The prospects for the Transatlantic Trade and Investment Partnership (TTIP) are looking increasingly bleak as the bill is facing growing opposition and scepticism from leading government ministers across Europe.

Designed to facilitate the free movement of goods between the US and the EU, the deal has been met with significant criticism from protest groups who feel it hands too much power to multinational corporations, while many European politicians do not feel the terms that have been laid out are sufficiently beneficial to its nations.
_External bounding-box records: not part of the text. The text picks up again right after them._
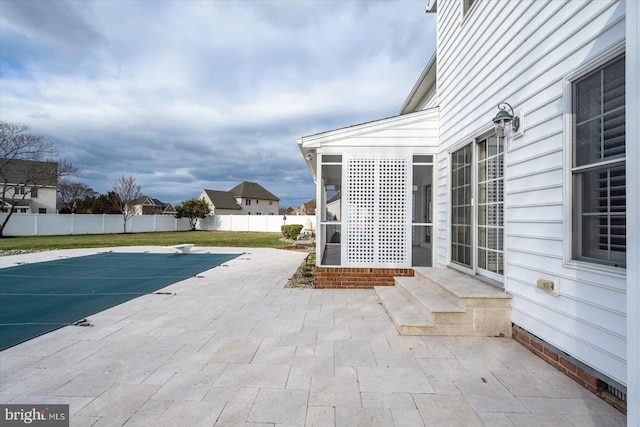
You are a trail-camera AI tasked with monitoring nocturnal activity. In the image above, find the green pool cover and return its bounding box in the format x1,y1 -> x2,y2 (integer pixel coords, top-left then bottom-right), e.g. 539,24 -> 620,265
0,252 -> 240,350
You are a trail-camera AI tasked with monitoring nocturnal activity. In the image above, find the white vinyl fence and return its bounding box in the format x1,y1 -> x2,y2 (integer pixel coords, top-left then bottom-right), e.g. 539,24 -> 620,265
0,214 -> 315,236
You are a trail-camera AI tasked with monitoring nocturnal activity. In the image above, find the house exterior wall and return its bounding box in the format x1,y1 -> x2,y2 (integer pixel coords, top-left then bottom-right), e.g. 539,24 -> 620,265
434,0 -> 637,385
236,197 -> 280,215
25,187 -> 58,214
626,1 -> 640,426
299,109 -> 438,270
US president Barack Obama has been vocal in his support for TTIP, but in the last few weeks a number of statement from high-profile EU ministers have suggested that negotiations have ground to a halt and may not progress without major revisions.

Sigmar Gabriel, Germany's vice chancellor and economy minister, told public broadcaster ZDF: "The talks with the US have de facto failed because we Europeans of course must not succumb to American demands. Nothing is moving forward."

Meanwhile, French prime minister Manuel Valls, said: "The agreement on the table is, under these conditions, unacceptable. We need a clear halt in order to resume from a new basis."

Other ministers who have issued a pessimistic view about the further progress of the TTIP deal include Belgian prime minister Charles Michel, who told L'Echo that the current deal is not balanced enough to drive growth in Europe, while Austria's vice chancellor Reinhold Mitterlehner, said it would be best to "start the entire process afresh".

The progress of TTIP has been dealt a blow by the UK's recent vote to leave the EU, as this has essentially removed one of the deal's key supporters from the equation entirely. Anti-free trade sentiments have also come to the fore during the US election campaign, potentially putting global treaties such as TTIP and the Trans-Pacific Partnership at risk.